Exfiltrés : En Territoire Ennemi

Le cinéma français se réveille prenant à bras le corps des sujets forts pour en tirer des fictions palpitantes. Exfiltrés repose sur une énième histoire vraie s’étant déroulé au début de l’année 2015.
Rakka en Syrie, Faustine ouvre les yeux sur l’enfer dans lequel elle s’est jetée avec son fils de 5 ans. À Paris, Gabriel et Adnan, deux jeunes activistes, sont émus par la détresse de Sylvain, le mari de Faustine. Ils vont ainsi monter une opération d’exfiltration à haut risque.

Faustine est la représentation d’une certaine génération française qui vit avec le marasme économique, la peur des attentats et les promesses d’une herbe plus verte ailleurs. Une génération qui fait subir la tristesse, l’inquiétude et la perte à leurs proches pour atteindre l’illusion d’une liberté. Emmanuel Hamon, pour son premier film, ressert tout cela dans le personnage de cette jeune assistante sociale qui part avec son fils en quête d’une chimère. Elle se retrouve rapidement la tête dans le sable. De ce sujet devenu banalité dans notre société, le réalisateur met en scène un drame fort, mais surtout un récit d’espionnage de haute volée. Emmanuel Hamon se sort en permanence des pièges d’un budget limité crispant son intrigue pour éviter l’éparpillement dans des explications inutiles. La relation père/fils entre Charles Berling et Finnegan Oldfield servira notamment la cause d’un film surprenant.

Surprenant, Exfiltrés l’est assurément. Notamment par sa facilité à sortir le spectateur du carcan des bureaux et de suivre l’intrigue de loin. Nous ne sommes pas dans ce type de long-métrage jouant l’économie sur un pitch aguichant. La Jordanie servira de façade à rendre crédible une Syrie étouffante. Mieux, Finnegan Oldfield sera un espion crédible qui permettra d’exfiltrer la mère et son enfant dans une dernière partie accrocheuse.
Rien n’est laissé au hasard dans ce film remarquablement réfléchi. Emmanuel Hamon n’est point un débutant. On sent l’expérience d’un assistant-réalisateur aguerri aux tournages fastueux entre La Reine Margot de Patrice Chéreau, l’Indochine de Régis Wargnier ou Prêt-à-Porter de Robert Altman. Nous faisons face à un récit à la vive tension. L’exfiltration de Faustine en est l’exemple ou encore l’arrivée d’Adnan sur le territoire français, dont la simple vérification de papier devient une pure séquence de suspense.
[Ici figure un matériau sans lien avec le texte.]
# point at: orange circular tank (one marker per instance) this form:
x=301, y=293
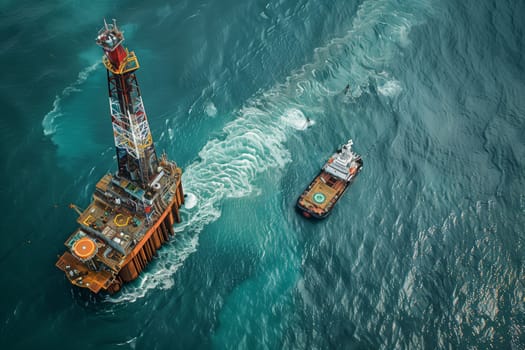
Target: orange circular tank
x=84, y=248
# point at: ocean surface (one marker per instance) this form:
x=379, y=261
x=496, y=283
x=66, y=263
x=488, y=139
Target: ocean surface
x=424, y=251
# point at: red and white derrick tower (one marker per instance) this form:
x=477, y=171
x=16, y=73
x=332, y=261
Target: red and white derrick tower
x=136, y=156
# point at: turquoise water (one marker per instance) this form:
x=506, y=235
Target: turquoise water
x=424, y=251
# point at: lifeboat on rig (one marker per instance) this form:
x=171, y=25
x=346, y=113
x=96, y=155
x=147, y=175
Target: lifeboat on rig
x=339, y=172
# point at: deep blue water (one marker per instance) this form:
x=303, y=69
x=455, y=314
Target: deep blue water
x=426, y=249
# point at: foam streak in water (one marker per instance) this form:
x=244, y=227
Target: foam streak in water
x=48, y=123
x=255, y=141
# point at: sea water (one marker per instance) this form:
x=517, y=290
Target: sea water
x=425, y=250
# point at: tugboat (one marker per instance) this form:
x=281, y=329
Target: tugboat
x=339, y=172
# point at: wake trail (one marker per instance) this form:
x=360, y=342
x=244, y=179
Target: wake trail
x=49, y=121
x=255, y=141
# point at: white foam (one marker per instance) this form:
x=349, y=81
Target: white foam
x=390, y=88
x=210, y=109
x=190, y=201
x=48, y=123
x=254, y=142
x=295, y=118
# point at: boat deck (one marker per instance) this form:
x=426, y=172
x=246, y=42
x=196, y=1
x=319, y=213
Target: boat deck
x=322, y=193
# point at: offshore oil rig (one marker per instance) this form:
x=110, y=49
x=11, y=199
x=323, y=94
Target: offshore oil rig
x=133, y=211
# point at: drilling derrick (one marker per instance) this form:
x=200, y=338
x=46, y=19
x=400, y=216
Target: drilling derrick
x=136, y=155
x=132, y=212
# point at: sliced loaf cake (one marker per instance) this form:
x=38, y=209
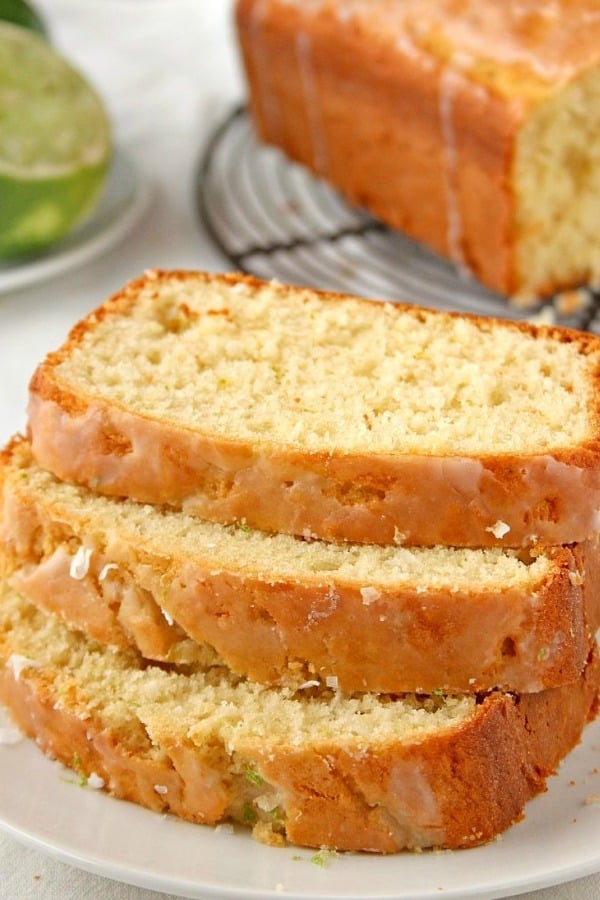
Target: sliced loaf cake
x=279, y=609
x=326, y=416
x=367, y=772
S’il n’a rien à envier à certaines propositions américaines, Exfiltrés est surtout un film d’acteurs. La tension de certaines situations s’incarne dans quelques séquences par la tension et le ressenti des acteurs, notamment lors du sauvetage de Faustine passant la frontière, point d’orgue du long-métrage. Finnegan Oldfield se mue alors en un espion charismatique, Charles Berling apportant son assurance posée en tant que père et Swann Arlaud… Au départ hésitant dans cette scène de parking où l’on sent d’emblée un problème de couple. Puis l’acteur s’impose par magie en évitant de se prostrer en père apeuré. Le rôle n’est pas simple, car inactif, presque apathique. On sent le bouillonnement intérieur d’un acteur qui se retrouve avec le caractère complexe d’un personnage maltraité au cœur du récit. Mais Emmanuel Hamon évite la focale inutile sur l’acteur surjouant l’émotion. Il suffit d’un arrière-plan avant de trouver le juste équilibre pour en tirer un héros singulier.

Exfiltrés est un long-métrage qui peut malheureusement passer sous les radars à cause de la multitude des sorties hebdomadaires. Il serait toutefois dommage de ne pas laisser la chance à ce film dynamique et frais au cœur de la production actuelle. Un film empli d’une certaine volonté, imparfait certes, mais nous procurant une aventure palpitante, à l’image du dernier film d’Antonin Baudry, Le Chant du Loup, incroyable récit militaire, permettant au cinéma français quelques sursauts bienvenus.